Qatar's Al-Jazeera news channel earlier said two bodyguards were killed in the attack.

But the hospital official said there were no dead bodyguards and the Interior Ministry statement made no mention of bodyguards.

Russian Extradition Calls

A witness has told AFP that the blast occurred in the Al-Dafna residential area at 1:00 pm (1000 GMT) and the ex-Chechen leader's four-wheel drive vehicle was burned by the explosion.

Russia had demanded Yandarbiyev's extradition from Qatar.

Al-Jazeera's correspondent in Moscow quoted a Russian foreign ministry spokesman as saying after news that he was wounded in an attack that Russia insisted on the request for Doha to hand over the former leader of the Islamic republic.
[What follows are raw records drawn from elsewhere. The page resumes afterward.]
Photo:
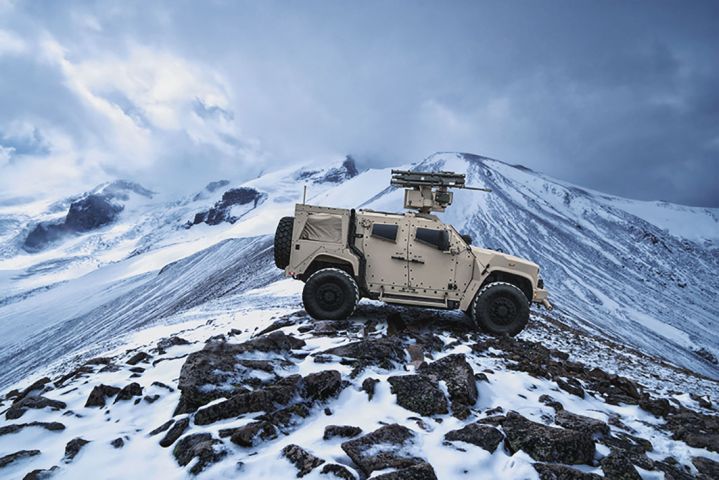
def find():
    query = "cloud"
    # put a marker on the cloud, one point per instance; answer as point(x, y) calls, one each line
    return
point(619, 98)
point(10, 43)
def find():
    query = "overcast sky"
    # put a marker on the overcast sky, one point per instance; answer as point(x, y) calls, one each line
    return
point(621, 97)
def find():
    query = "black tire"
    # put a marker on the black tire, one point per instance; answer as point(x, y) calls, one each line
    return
point(283, 242)
point(330, 294)
point(501, 308)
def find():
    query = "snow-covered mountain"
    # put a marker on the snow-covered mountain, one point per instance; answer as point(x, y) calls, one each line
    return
point(640, 272)
point(111, 272)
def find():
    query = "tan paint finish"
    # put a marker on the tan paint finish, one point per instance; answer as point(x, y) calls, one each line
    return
point(407, 271)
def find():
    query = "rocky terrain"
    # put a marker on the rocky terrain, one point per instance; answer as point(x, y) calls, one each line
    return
point(392, 393)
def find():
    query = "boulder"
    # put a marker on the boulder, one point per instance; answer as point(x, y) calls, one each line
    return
point(419, 393)
point(51, 426)
point(391, 446)
point(338, 471)
point(548, 471)
point(478, 434)
point(459, 377)
point(128, 391)
point(73, 447)
point(548, 444)
point(695, 429)
point(216, 372)
point(246, 435)
point(175, 432)
point(99, 394)
point(322, 385)
point(303, 460)
point(14, 457)
point(617, 466)
point(19, 408)
point(202, 446)
point(580, 423)
point(707, 467)
point(368, 386)
point(345, 431)
point(421, 471)
point(259, 400)
point(380, 351)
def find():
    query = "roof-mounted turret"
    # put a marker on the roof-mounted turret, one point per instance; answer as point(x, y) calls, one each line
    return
point(429, 191)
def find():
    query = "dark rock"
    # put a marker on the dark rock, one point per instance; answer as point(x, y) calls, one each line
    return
point(245, 436)
point(256, 401)
point(303, 460)
point(221, 211)
point(322, 385)
point(421, 471)
point(618, 467)
point(339, 471)
point(14, 457)
point(175, 432)
point(695, 429)
point(703, 402)
point(138, 357)
point(478, 434)
point(548, 444)
point(459, 377)
point(90, 213)
point(551, 402)
point(381, 351)
point(217, 364)
point(571, 386)
point(99, 394)
point(548, 471)
point(418, 394)
point(52, 426)
point(368, 386)
point(659, 407)
point(201, 446)
point(128, 391)
point(287, 416)
point(35, 388)
point(706, 466)
point(345, 431)
point(169, 342)
point(581, 423)
point(73, 447)
point(41, 474)
point(19, 408)
point(162, 427)
point(390, 446)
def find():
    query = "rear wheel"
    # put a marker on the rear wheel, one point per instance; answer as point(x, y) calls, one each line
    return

Russia accused Yandarbiyev of involvement in the seizure of more than 800 hostages by Chechen fighters at a theater in Moscow in October 2002. A total of 129 hostages died, most of them during a police raid to secure their release, as did all 41 Chechen fighters.
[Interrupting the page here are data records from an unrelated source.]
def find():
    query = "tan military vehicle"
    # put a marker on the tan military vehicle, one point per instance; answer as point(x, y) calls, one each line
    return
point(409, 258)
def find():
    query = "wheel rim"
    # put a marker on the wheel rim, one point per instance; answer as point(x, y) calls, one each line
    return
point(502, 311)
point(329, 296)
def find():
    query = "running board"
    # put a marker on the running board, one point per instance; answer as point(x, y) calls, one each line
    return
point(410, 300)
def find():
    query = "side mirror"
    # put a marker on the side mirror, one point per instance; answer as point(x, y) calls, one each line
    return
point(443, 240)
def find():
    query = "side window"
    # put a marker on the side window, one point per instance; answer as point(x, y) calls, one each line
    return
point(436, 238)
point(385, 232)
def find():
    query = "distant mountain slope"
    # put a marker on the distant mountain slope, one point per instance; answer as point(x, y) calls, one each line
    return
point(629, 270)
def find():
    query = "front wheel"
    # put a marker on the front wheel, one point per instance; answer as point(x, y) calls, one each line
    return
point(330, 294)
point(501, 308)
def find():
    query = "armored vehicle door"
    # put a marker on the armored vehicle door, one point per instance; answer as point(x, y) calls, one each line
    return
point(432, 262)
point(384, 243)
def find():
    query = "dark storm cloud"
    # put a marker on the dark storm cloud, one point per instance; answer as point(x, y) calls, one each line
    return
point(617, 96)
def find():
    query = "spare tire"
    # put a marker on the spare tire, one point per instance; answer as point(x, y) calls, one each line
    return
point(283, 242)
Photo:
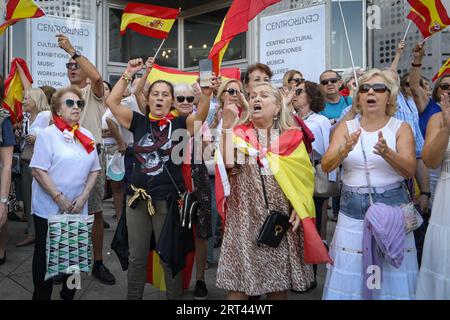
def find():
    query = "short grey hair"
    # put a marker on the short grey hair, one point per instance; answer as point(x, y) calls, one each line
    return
point(182, 87)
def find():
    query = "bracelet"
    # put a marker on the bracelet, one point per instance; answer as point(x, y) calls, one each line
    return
point(126, 77)
point(55, 198)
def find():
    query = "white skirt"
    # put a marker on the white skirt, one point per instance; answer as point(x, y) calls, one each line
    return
point(345, 279)
point(434, 276)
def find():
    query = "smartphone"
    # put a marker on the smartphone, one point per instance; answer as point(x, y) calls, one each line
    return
point(205, 66)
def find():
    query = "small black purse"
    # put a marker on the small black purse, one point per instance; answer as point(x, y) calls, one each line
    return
point(275, 226)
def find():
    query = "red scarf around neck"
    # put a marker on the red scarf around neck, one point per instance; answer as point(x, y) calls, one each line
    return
point(87, 142)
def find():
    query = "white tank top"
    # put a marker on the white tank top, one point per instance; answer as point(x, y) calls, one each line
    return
point(381, 173)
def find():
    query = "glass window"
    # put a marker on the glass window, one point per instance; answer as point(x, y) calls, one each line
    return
point(134, 45)
point(340, 57)
point(200, 33)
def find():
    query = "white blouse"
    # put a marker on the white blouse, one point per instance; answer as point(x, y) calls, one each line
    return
point(67, 163)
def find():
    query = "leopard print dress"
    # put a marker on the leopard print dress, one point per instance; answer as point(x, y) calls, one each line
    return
point(245, 267)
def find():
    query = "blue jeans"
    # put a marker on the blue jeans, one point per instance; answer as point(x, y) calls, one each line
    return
point(355, 205)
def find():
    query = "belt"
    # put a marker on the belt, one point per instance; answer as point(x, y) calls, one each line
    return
point(141, 194)
point(367, 190)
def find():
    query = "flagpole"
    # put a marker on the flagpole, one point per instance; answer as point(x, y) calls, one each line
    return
point(348, 43)
point(407, 29)
point(159, 49)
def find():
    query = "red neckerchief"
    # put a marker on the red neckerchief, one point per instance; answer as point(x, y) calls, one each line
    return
point(87, 142)
point(165, 120)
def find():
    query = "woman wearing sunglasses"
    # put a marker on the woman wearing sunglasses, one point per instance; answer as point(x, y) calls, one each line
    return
point(156, 179)
point(65, 167)
point(386, 145)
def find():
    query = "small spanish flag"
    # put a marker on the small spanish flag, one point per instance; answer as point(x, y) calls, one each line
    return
point(17, 10)
point(149, 20)
point(14, 90)
point(445, 69)
point(430, 16)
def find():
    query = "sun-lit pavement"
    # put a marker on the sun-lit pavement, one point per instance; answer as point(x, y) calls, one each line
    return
point(16, 281)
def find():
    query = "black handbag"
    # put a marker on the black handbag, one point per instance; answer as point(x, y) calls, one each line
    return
point(275, 226)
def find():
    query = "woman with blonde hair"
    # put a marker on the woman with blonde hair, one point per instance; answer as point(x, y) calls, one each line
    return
point(255, 153)
point(36, 106)
point(377, 153)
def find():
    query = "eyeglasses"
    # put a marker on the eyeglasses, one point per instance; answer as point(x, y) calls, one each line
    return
point(327, 81)
point(232, 91)
point(297, 80)
point(444, 86)
point(72, 66)
point(70, 103)
point(189, 99)
point(298, 91)
point(377, 87)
Yandarbiyev was interim president after Dzhokhar Dudayev, a former Soviet air force general who launched the Chechen independence movement after the fall of the Soviet Union, was assassinated by Russian forces in 1996.

He was replaced by Aslan Maskhadov, who was elected Chechen president in 1997.

In October 2003, the top pro-Russian administrator in Chechnya, Ahmad Kadyrov, has been "elected" president of the troubled southern republic, amid cries of foul playing and rigging.

In 1999, some 80,000 Russian troops poured into the Caucasus republic in what Moscow called a lightning-strike “anti-terror operation” but which has since degenerated into a bloody invasion of the strategic republic.

The current conflict, the second between Russia and Chechen fighters in a decade, has left around 5,000 Russian soldiers dead -- 12,000 according to rights groups -- and killed thousands of civilians.

It has also driven tens of thousands of Chechens into exile within Russia and abroad.

Russia came under heavy fire for a poor human rights record in Chechnya, that includes random shootings, mass detentions and torture.